As you pass through Uphall it is hard to see that it was the centre of the shale oil industry in the early twentieth century. If you explore a bit you can see where a little bit of the Garden City movement took root in the middle of the industrial development. Middleton Hall went from a prosperous mansion, to the industrial headquarters of the Scottish Oil Company.
Staff at Middleton Hall in the 1950s. Source: Almond Valley Heritage Trust
Middleton Hall is now a care home, but the shale trail route takes you through some interesting developments in Uphall’s history. Once you’ve crossed over Loaninghill Road, you are in what were the grounds of Middleton Hall. Try to picture a long tree lined driveway, landscaped grounds with mature trees. At the bottom of the slope (where the A89 bypasses Uphall and Broxburn) there’s a dovecot and a walled garden. An appropriate setting for a fine house.
When you walk along Middleton Road however, you are travelling into the twentieth century landscape. The houses here are part of Scottish Oils development in the 1920s, inspired by the Garden City movement. This was the idea behind Welwyn Garden City and Letchworth and eventually led to the new towns, such as Livingston and Cumbernauld. The idea is to combine greenspace and housing to create a better quality of life for the residents.

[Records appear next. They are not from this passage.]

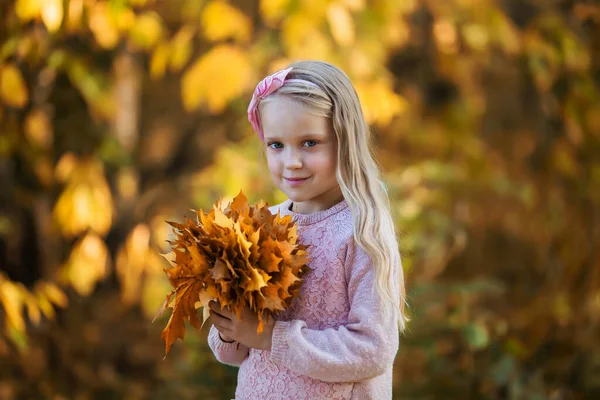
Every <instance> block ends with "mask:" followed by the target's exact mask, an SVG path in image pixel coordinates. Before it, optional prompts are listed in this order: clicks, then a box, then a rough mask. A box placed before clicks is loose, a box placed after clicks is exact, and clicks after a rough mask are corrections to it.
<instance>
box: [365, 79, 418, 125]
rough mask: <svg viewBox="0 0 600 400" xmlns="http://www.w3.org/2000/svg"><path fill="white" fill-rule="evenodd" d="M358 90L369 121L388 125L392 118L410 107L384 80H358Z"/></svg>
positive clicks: (402, 112) (406, 101)
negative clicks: (364, 81)
mask: <svg viewBox="0 0 600 400" xmlns="http://www.w3.org/2000/svg"><path fill="white" fill-rule="evenodd" d="M355 87H356V92H357V93H358V96H359V98H360V102H361V104H362V106H363V112H364V115H365V119H366V120H367V122H368V123H370V124H371V123H376V124H380V125H387V124H389V123H390V122H391V120H392V118H394V117H395V116H397V115H400V114H401V113H403V112H404V111H405V110H406V109H407V108H408V103H407V101H406V100H405V99H404V98H403V97H402V96H400V95H399V94H396V93H394V92H393V90H392V89H391V86H390V84H388V83H386V82H385V81H384V80H381V79H379V80H377V81H374V82H360V81H359V82H357V83H356V84H355Z"/></svg>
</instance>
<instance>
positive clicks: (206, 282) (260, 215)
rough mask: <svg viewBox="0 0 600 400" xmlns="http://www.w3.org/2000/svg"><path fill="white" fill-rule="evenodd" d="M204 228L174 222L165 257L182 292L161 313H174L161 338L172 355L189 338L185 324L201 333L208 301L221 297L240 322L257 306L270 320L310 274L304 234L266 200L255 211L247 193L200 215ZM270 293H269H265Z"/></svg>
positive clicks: (236, 196)
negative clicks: (308, 267) (276, 214)
mask: <svg viewBox="0 0 600 400" xmlns="http://www.w3.org/2000/svg"><path fill="white" fill-rule="evenodd" d="M196 214H197V222H196V221H193V220H189V219H186V220H185V223H183V224H179V223H175V222H169V224H170V225H171V226H173V227H174V228H175V229H176V230H175V234H176V240H174V241H171V242H170V243H171V244H172V245H173V246H172V251H171V253H169V254H168V255H166V256H165V258H166V259H167V260H168V261H169V264H171V266H172V268H168V269H165V273H166V274H167V276H168V277H169V281H170V283H171V285H172V286H173V287H174V288H175V289H174V290H173V291H172V292H171V293H170V294H168V295H167V298H166V299H165V301H164V302H163V304H162V306H161V307H160V309H159V311H158V314H157V316H158V315H160V314H162V312H164V310H165V309H166V308H167V307H173V313H172V314H171V318H170V319H169V321H168V323H167V326H166V327H165V329H164V330H163V332H162V335H161V338H162V339H164V340H165V342H166V353H168V352H169V349H170V347H171V345H172V344H173V342H175V341H176V340H177V339H179V338H181V339H183V338H184V336H185V324H184V323H185V321H186V320H187V321H189V323H190V324H191V325H192V326H194V327H195V328H196V329H200V327H201V325H200V321H199V319H198V313H197V311H196V308H197V306H202V307H203V308H204V310H203V323H204V322H205V321H206V319H207V318H208V315H209V314H208V311H207V310H208V303H209V302H210V301H211V300H212V299H215V300H216V301H217V302H219V304H220V305H221V306H222V307H229V308H230V309H231V311H232V312H234V313H235V314H237V315H238V318H239V316H240V313H241V312H242V309H244V308H249V309H251V310H252V311H253V312H255V313H256V314H257V316H258V320H259V324H258V329H257V332H259V333H260V332H261V331H262V329H263V319H264V318H268V317H269V316H270V315H271V314H272V313H277V312H279V311H282V310H284V309H285V308H286V307H289V306H290V304H291V301H292V298H293V296H296V295H297V294H298V292H299V289H300V281H301V277H302V276H303V275H304V274H305V273H306V272H307V271H308V267H307V266H306V263H307V262H308V260H309V258H308V254H307V252H306V249H307V246H306V245H303V244H300V243H297V238H298V236H297V229H296V226H295V223H294V221H292V218H291V217H290V216H284V217H281V216H280V215H279V214H277V215H272V214H271V213H270V212H269V209H268V206H267V205H266V203H264V202H260V203H259V204H258V205H255V206H250V205H248V200H247V199H246V196H244V194H243V193H242V192H240V194H239V195H238V196H236V197H235V198H234V199H233V201H232V202H231V203H230V204H229V205H227V206H226V207H224V206H223V205H222V202H220V201H219V202H217V204H216V205H215V206H214V207H213V209H212V211H210V212H209V213H205V212H203V211H196ZM263 289H264V290H263Z"/></svg>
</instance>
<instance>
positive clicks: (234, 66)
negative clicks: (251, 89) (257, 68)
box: [181, 45, 253, 114]
mask: <svg viewBox="0 0 600 400" xmlns="http://www.w3.org/2000/svg"><path fill="white" fill-rule="evenodd" d="M252 76H253V75H252V64H251V62H250V59H249V57H248V54H247V53H246V52H245V51H243V50H242V49H240V48H239V47H236V46H232V45H220V46H216V47H214V48H213V49H211V50H210V51H209V52H208V53H206V54H205V55H203V56H202V57H200V58H199V59H198V60H197V61H196V62H195V63H194V64H193V65H192V66H191V67H190V68H189V69H188V70H187V71H186V72H185V73H184V75H183V78H182V79H181V96H182V101H183V105H184V107H185V109H186V110H188V111H193V110H195V109H197V108H198V107H200V106H202V105H206V106H207V107H208V111H210V112H212V113H215V114H216V113H219V112H221V111H223V110H224V109H225V107H226V106H227V103H228V102H229V101H231V100H232V99H234V98H236V97H238V96H240V95H241V94H242V93H244V92H245V91H246V90H247V88H248V87H249V85H250V83H251V82H252Z"/></svg>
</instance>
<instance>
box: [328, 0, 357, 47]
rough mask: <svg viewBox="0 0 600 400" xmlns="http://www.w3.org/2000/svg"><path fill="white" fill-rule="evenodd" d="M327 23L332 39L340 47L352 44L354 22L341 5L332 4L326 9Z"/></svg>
mask: <svg viewBox="0 0 600 400" xmlns="http://www.w3.org/2000/svg"><path fill="white" fill-rule="evenodd" d="M327 21H328V22H329V28H330V29H331V35H332V36H333V39H334V40H335V41H336V42H337V44H339V45H340V46H343V47H347V46H351V45H352V44H353V43H354V39H355V36H354V35H355V34H354V21H353V19H352V14H350V11H348V9H347V8H346V7H344V5H343V4H340V3H333V4H331V5H330V6H329V8H328V9H327Z"/></svg>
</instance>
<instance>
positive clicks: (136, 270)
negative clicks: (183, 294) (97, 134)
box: [115, 224, 150, 305]
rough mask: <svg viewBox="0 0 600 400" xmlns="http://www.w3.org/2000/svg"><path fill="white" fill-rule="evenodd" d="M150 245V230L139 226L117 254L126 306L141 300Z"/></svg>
mask: <svg viewBox="0 0 600 400" xmlns="http://www.w3.org/2000/svg"><path fill="white" fill-rule="evenodd" d="M149 243H150V229H149V228H148V226H146V225H144V224H138V225H137V226H136V227H135V228H133V230H132V231H131V233H130V235H129V237H128V238H127V240H126V241H125V244H124V246H122V247H121V248H120V249H119V251H118V253H117V259H116V262H115V268H116V271H117V276H118V277H119V282H120V283H121V299H122V301H123V303H124V304H126V305H130V304H135V303H137V302H138V301H139V300H140V294H141V292H142V288H143V286H142V278H143V274H144V272H145V270H146V265H147V263H148V260H149V257H148V255H149V253H150V249H149V248H148V246H149Z"/></svg>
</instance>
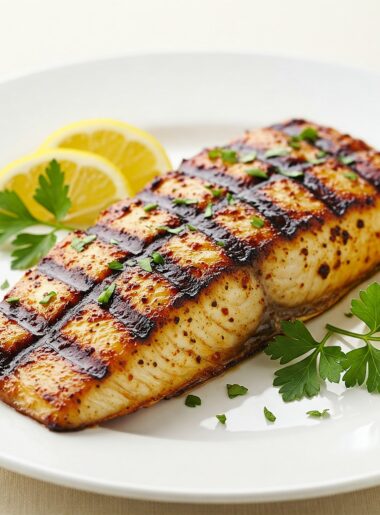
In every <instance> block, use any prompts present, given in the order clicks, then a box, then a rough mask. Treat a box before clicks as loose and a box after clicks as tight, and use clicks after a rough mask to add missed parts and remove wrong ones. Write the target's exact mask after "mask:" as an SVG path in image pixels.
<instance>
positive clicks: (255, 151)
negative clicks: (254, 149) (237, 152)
mask: <svg viewBox="0 0 380 515" xmlns="http://www.w3.org/2000/svg"><path fill="white" fill-rule="evenodd" d="M256 157H257V152H256V150H252V152H248V153H246V154H243V155H242V156H240V159H239V161H240V163H252V162H253V161H254V160H255V159H256Z"/></svg>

A better style of housing for management in the Uphall 'Garden City" Source: Almond Valley Heritage Trust
The Hall became the headquarters of Scottish Oils Ltd in 1920 and these houses were built for some of the managers and staff of the company. Definitely a better class of housing than that provided for the miners and oil workers. Middleton was also the administrative centre of the industry and the engineering workshops and training centre for the apprentices until 1967.
It is a complex history for what seems an unremarkable street.